As we move more rapidly to a “global village” crowd funding and other social media tools are turning our notion of community upside-down and allowing us to bring good ideas to scale much more rapidly.

Jean Oelwang is often referred to as Sir Richard Branson’s right-hand woman. Starting out in the telecoms sector she travelled the world to help set up mobile phone companies in emerging markets before deciding to walk away from the corporate world to volunteer for VISTA, which is a bit like the domestic Peace Corp in the USA. She landed in a homeless centre for teenagers in Chicago and it was there she told me that she realised “how broken our siloed government, business and social sector systems were as I watched young people as young as twelve try and survive in the streets.” These memories stayed with her as she went back into the world of business and then ended up joining the Virgin Group to help set up a mobile phone company in Australia in the late 90s.

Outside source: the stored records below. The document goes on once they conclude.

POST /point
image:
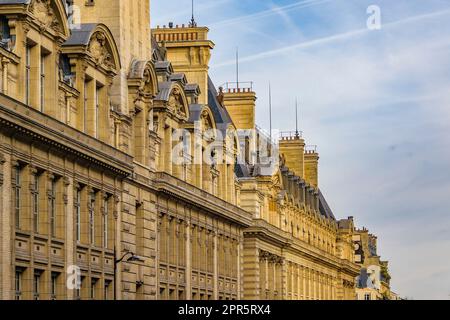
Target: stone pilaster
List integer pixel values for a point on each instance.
(6, 278)
(70, 229)
(188, 260)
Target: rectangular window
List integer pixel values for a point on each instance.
(78, 215)
(53, 209)
(35, 198)
(54, 287)
(106, 289)
(105, 224)
(97, 109)
(85, 103)
(78, 290)
(93, 287)
(42, 83)
(92, 219)
(27, 74)
(18, 284)
(17, 190)
(36, 285)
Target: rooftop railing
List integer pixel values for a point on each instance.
(237, 87)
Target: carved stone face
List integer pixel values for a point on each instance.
(43, 11)
(99, 51)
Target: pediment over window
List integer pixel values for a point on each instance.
(143, 72)
(97, 41)
(174, 98)
(50, 14)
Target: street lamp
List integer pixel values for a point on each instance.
(130, 257)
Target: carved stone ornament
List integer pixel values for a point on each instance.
(176, 102)
(99, 51)
(206, 122)
(44, 13)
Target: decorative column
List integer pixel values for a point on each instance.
(188, 272)
(70, 242)
(216, 267)
(5, 81)
(118, 245)
(6, 292)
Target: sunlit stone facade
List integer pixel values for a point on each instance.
(91, 104)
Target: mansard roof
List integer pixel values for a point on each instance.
(324, 208)
(15, 1)
(181, 77)
(165, 88)
(81, 35)
(221, 115)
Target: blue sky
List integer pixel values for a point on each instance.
(377, 103)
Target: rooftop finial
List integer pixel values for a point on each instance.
(297, 133)
(237, 68)
(270, 111)
(193, 24)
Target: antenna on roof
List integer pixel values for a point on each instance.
(237, 68)
(270, 111)
(297, 133)
(192, 24)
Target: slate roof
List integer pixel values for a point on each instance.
(221, 115)
(82, 35)
(15, 1)
(324, 208)
(165, 88)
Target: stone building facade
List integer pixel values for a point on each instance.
(93, 108)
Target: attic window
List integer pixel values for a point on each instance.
(5, 34)
(65, 72)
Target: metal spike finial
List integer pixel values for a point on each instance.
(192, 24)
(297, 133)
(270, 110)
(237, 68)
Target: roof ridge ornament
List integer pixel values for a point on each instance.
(192, 23)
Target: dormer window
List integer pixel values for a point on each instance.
(65, 72)
(5, 34)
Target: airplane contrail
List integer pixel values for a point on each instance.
(269, 12)
(337, 37)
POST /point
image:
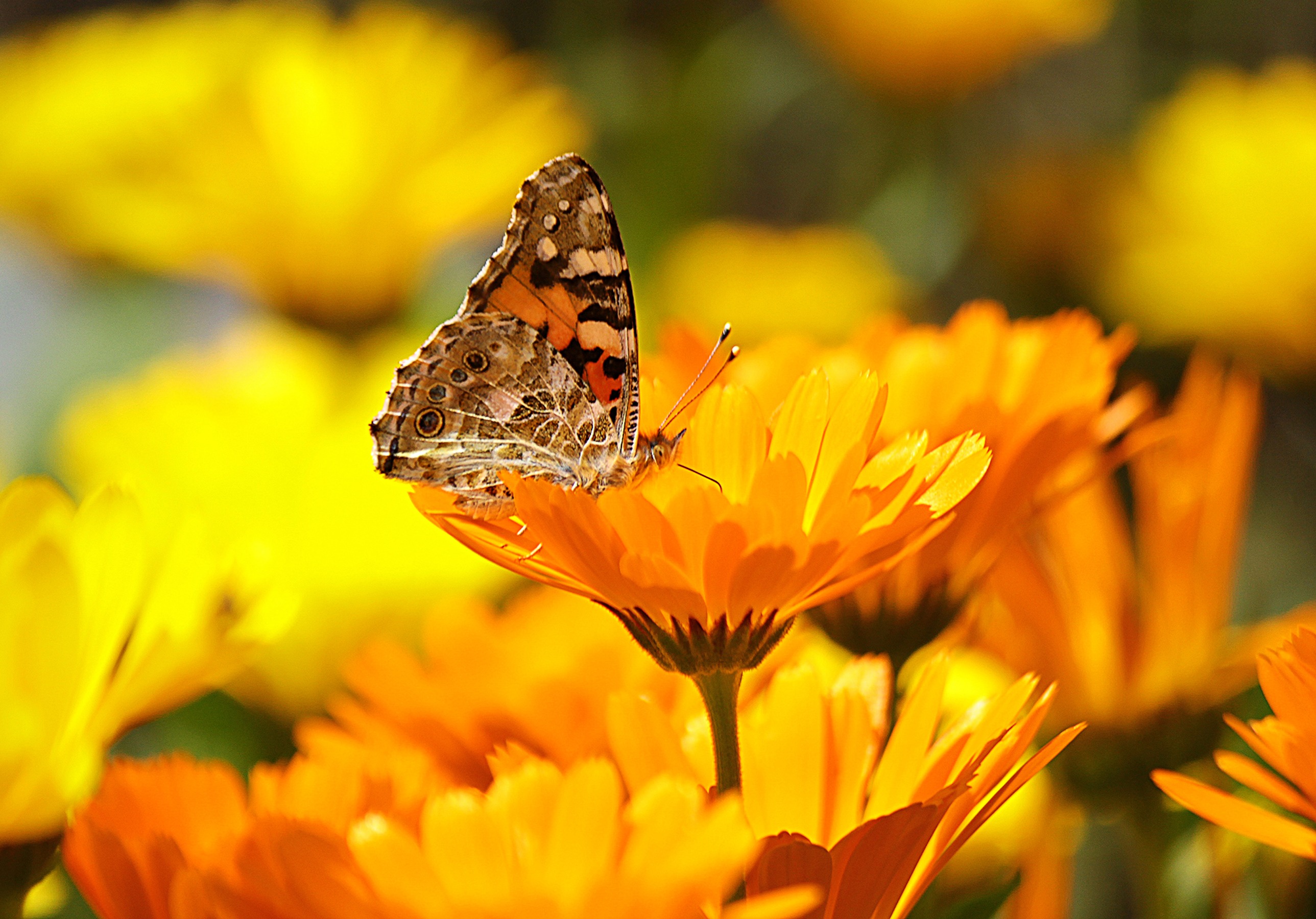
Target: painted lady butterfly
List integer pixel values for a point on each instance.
(539, 372)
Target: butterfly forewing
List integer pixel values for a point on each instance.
(562, 270)
(539, 370)
(487, 394)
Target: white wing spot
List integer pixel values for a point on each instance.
(606, 261)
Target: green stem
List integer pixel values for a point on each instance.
(720, 690)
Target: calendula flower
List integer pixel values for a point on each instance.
(104, 626)
(1141, 644)
(707, 572)
(869, 818)
(1039, 394)
(314, 161)
(1285, 740)
(581, 850)
(261, 438)
(1132, 639)
(934, 52)
(174, 836)
(761, 279)
(536, 674)
(1214, 237)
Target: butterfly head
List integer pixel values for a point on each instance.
(658, 451)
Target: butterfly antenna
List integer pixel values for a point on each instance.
(703, 476)
(677, 408)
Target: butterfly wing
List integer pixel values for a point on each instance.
(562, 270)
(487, 393)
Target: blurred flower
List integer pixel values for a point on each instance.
(872, 829)
(1141, 645)
(536, 676)
(262, 439)
(1132, 639)
(103, 627)
(1286, 742)
(580, 849)
(1043, 215)
(707, 576)
(178, 838)
(815, 281)
(934, 52)
(1036, 390)
(1215, 237)
(316, 162)
(173, 836)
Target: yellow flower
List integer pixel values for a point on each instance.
(104, 626)
(1215, 237)
(815, 281)
(707, 576)
(316, 162)
(872, 819)
(1286, 742)
(939, 51)
(178, 838)
(1036, 390)
(262, 438)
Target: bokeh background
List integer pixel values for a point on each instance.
(220, 226)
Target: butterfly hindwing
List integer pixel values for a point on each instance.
(564, 272)
(487, 393)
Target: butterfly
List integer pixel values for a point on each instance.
(539, 372)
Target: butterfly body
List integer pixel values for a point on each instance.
(537, 374)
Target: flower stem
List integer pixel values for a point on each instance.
(719, 690)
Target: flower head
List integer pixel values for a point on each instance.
(941, 51)
(1286, 742)
(708, 570)
(104, 626)
(1039, 394)
(869, 817)
(1215, 239)
(1132, 642)
(536, 676)
(261, 438)
(313, 840)
(316, 162)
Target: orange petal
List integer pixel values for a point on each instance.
(1237, 815)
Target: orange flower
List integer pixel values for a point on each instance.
(1037, 390)
(1140, 644)
(536, 674)
(1286, 740)
(546, 842)
(873, 830)
(1131, 640)
(173, 838)
(177, 838)
(708, 574)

Four years on she decided to pursue her dream of trying to change the way the business, social and government sectors work together, and as Sir Richard Branson was  also looking to start up a foundation for the Virgin Group at that time she put a plan together, pitched the idea to him and Virgin Unite was born.  Today the organisation’s aim is to help incubate new approaches to global leadership; driving change and building a wonderful community of people who never accept the unacceptable and who believe that business can and must be a force for positive change in the world.